Drugs in the UK
Illegal drugs are widely-available, and widely-used, in the UK. The National Criminal Intelligence Service estimates 500,000 to two million ecstasy tablets are consumed each week in Britain. It is perhaps difficult for Japanese to imagine such a situation as demand for mind-altering substances does not appear so high in Japan. Or, it may just be that drugs are an issue in Japan, but one that does not attract much media attention. In the UK, especially since the spread of dance-music culture, drugs like ecstasy are fairly easy to get hold of and immensely popular.

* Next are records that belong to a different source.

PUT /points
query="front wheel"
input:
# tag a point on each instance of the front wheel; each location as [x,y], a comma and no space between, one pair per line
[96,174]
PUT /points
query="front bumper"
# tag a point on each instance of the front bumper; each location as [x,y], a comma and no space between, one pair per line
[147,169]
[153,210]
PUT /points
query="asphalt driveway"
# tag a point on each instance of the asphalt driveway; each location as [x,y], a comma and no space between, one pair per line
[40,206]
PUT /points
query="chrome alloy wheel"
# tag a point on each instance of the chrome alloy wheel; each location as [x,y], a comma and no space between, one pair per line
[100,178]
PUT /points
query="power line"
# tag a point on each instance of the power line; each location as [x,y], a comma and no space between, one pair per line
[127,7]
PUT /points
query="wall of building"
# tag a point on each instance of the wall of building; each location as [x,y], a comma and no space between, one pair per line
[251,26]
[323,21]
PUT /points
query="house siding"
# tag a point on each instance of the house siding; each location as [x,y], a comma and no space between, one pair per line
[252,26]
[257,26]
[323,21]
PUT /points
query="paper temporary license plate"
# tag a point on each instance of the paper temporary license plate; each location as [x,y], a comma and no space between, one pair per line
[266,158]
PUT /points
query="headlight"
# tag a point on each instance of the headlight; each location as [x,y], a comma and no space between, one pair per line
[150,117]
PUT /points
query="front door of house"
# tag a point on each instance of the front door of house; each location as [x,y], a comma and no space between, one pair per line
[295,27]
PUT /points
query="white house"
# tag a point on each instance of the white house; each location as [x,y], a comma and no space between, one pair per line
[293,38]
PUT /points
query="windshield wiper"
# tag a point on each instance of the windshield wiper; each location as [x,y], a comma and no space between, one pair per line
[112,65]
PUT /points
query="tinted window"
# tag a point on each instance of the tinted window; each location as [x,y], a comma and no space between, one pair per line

The American style ‘War on Drugs’ has been spectacularly ineffective in the UK, and opinion about how to deal with the social problems caused by drug use is beginning to change. Recently, a UK parliamentary committee commissioned report found the use of “Ecstasy” to be less dangerous than tobacco and alcohol in social harms, physical harm and addiction. There are calls within the police for drug categorizations to be ammended to reflect more realistically the harm caused to society by different drugs.
There is a feeling that continuing to criminalize an activity so widely-indulged in is actually counter-productive. I think the English are a fairly law-abiding bunch, but it would seem that there are a lot of people who are prepared to break the law when it comes to buying and using recreational drugs.
Some people argue that legalization would take the drug business out of the hands of the criminal groups that run the black market in the UK, but I wonder if it wouldn’t just give criminal groups a legitimate face. Proponents of legalization also argue that it would make drugs safer to use as vendors would have to guarantee the purity of their products - which would have to contain what they claim to contain. A large proportion of deaths related to drug use are caused by people taking something without knowing clearly what it contains, and whether or not it is pure.
Whatever the arguments on either side, we are very unlikely to see legalization any time soon. While it may be paradoxical that legalized alcohol and tobacco cause great social harm, but are not regulated, there is a barrier of ignorance and suspicion when it comes to currently illegal substances which makes it almost certain their sale and use will not be de-criminalized. In a way, though, the illegality of drugs adds a certain frisson of excitement to their purchase and use which, in a way, makes them more appealing to the very groups that the government would like to protect from their harmful effects. If purchasing ecstasy was just a matter of visiting a chemist, or some other specialist retailer, maybe it would lose some of its appeal and just become a hum-drum part of everyday reality.
Many young people are attracted to drug use by it’s exciting illegality - the sense of joining an underground culture that stands in opposition to the boring puritanism of mainstream culture. Perhaps many recreational drug users do not desire legalization for just this reason.